Робот сунул кончик клешни в настенную розетку и кивнул.
– Мы-таки добрались до электричества, – ответил он. – Больше мне ничего не нужно.
Гаспар подошел к письменному столу и твердо оперся на него ладонями.
– Ну? – спросил он не слишком вежливо.
– Что «ну», Гаспар? – рассеянно отозвался брюнет. Он водил карандашом по листу серебристо-серой бумаги, рисуя бесчисленные овалы, и покрывал их узорами, точно пасхальные яйца.
– Я хочу спросить, где вы были, когда они ломали ваши словомельницы? – Гаспар ударил кулаком по столу. Брюнет вздрогнул, но без особого испуга.
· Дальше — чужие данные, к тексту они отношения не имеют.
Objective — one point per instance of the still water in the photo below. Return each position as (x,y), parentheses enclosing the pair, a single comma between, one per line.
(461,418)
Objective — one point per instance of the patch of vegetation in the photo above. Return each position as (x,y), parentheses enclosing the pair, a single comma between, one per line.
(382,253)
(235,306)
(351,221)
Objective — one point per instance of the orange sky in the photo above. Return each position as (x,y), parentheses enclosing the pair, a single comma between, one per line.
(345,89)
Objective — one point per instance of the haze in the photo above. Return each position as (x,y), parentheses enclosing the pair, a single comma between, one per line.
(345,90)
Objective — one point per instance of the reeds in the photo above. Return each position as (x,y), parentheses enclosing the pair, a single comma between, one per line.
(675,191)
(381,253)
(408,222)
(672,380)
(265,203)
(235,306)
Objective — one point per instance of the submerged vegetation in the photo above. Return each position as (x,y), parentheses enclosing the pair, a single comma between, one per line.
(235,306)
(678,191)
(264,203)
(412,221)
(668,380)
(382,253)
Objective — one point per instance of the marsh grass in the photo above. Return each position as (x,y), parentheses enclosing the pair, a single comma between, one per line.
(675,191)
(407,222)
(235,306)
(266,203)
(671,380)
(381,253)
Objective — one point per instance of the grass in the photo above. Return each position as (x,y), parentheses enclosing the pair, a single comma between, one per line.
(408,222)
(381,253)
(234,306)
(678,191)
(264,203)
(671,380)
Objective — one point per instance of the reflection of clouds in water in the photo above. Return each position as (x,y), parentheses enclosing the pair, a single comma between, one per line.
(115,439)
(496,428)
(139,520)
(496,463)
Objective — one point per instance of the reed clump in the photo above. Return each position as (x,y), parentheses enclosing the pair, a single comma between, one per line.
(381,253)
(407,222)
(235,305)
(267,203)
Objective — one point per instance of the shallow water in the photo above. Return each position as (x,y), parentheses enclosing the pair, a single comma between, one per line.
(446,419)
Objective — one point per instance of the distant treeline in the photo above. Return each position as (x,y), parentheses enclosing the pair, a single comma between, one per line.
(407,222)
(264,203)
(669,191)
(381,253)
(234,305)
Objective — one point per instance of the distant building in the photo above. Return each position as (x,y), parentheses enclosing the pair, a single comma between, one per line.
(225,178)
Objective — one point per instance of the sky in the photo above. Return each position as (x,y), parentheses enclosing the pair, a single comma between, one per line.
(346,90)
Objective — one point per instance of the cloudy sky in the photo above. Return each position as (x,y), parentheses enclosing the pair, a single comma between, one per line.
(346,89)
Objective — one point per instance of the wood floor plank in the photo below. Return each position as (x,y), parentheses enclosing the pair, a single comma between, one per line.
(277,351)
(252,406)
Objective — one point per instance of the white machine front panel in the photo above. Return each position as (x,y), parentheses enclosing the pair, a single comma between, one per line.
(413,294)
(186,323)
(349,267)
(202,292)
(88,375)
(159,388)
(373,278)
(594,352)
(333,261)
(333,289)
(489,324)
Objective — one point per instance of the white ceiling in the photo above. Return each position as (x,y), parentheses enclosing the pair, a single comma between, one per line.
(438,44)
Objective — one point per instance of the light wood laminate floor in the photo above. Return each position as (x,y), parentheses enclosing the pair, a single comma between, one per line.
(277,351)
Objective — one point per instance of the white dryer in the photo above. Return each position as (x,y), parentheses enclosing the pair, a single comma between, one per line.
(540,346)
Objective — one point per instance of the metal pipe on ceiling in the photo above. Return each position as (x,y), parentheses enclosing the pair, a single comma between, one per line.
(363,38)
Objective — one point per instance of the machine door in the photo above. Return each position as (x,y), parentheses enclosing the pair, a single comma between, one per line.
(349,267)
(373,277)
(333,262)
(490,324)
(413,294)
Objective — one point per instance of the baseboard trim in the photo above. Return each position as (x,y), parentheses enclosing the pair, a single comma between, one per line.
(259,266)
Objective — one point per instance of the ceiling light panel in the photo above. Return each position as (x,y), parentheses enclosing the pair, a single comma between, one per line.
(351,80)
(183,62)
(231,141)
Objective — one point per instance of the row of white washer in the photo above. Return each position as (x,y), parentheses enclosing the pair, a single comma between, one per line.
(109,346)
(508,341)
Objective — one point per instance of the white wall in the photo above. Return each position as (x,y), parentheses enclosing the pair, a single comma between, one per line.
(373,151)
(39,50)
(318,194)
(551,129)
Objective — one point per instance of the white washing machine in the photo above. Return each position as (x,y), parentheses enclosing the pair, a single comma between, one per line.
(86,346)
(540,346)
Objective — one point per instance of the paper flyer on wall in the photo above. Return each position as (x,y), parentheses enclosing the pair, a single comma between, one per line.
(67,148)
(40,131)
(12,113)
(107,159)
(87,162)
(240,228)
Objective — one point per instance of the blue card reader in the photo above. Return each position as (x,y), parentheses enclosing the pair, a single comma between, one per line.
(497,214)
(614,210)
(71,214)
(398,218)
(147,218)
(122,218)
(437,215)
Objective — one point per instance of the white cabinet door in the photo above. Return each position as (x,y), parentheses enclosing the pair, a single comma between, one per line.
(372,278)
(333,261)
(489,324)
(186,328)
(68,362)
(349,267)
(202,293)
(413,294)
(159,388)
– Послушайте, мистер Флаксмен, – продолжал Гаспар. – Вы и мистер Каллингем (он кивнул в сторону высокого блондина) – хозяева «Рокет-Хауса». По-моему, это означает нечто большее, чем право собственности. Это обязывает к ответственности, к верности. Почему вы не пытались защитить свои машины?
– Ай-ай-ай, Гаспар, – произнес Флаксмен, – а где же ваша собственная верность? Верность одного длинноволосого другому?
Гаспар яростно отбросил со лба длинные темные кудри.
– Потише-потише, мистер Флаксмен! Волосы у меня длинные, и я ношу эту обезьянью курточку только потому, что этого требует контракт, только потому, что таковы профессиональные обязанности писателя. Но меня эта мишура не обманывает, я знаю, что я не литературный гений. Быть может, я ходячий атавизм, даже предатель по отношению к своим собратьям. А вам известно, что они прозвали меня Гаспар-Гайка? И мне это нравится, потому что я люблю болты и гайки и хотел бы быть просто механиком при словомельнице, и ничего больше.
– Гаспар, что с вами стряслось? – удивленно спросил Флаксмен. – Я вас всегда считал средним самодовольно-счастливым писателем – не умнее других, но куда более удовлетворенным своей работой. И вдруг вы ораторствуете, как взбесившийся фанатик. Право же, я искренне изумлен!
– И я не меньше, – признался Гаспар. – Вероятно, я просто впервые в жизни спросил себя, чего же я в конце концов хочу и чего не хочу. И одно я понял: я меньше всего писатель. И к черту писателей! – Гаспар перевел дух и продолжал твердым голосом: – Я любил словомельницы, мистер Флаксмен. Мне нравилась их продукция, не спорю, но гораздо больше я любил сами машины. Послушайте, мистер Флаксмен, я знаю, вам принадлежало несколько словомельниц, но отдавали ли вы себе отчет, что каждая словомельница была неповторима и уникальна – поистине бессмертный Шекспир? Да и много ли людей понимало это? Но ничего, скоро они поймут! Еще сегодня утром на Читательской улице было пятьсот словомельниц, а сейчас на всю Солнечную систему не осталось ни одной – три из них можно было еще спасти, если бы вы не испугались за свою шкуру. И пока вы тут сидели и болтали, было безжалостно убито пятьсот Шекспиров, убийство оборвало существование пятисот бессмертных литературных гениев, которые…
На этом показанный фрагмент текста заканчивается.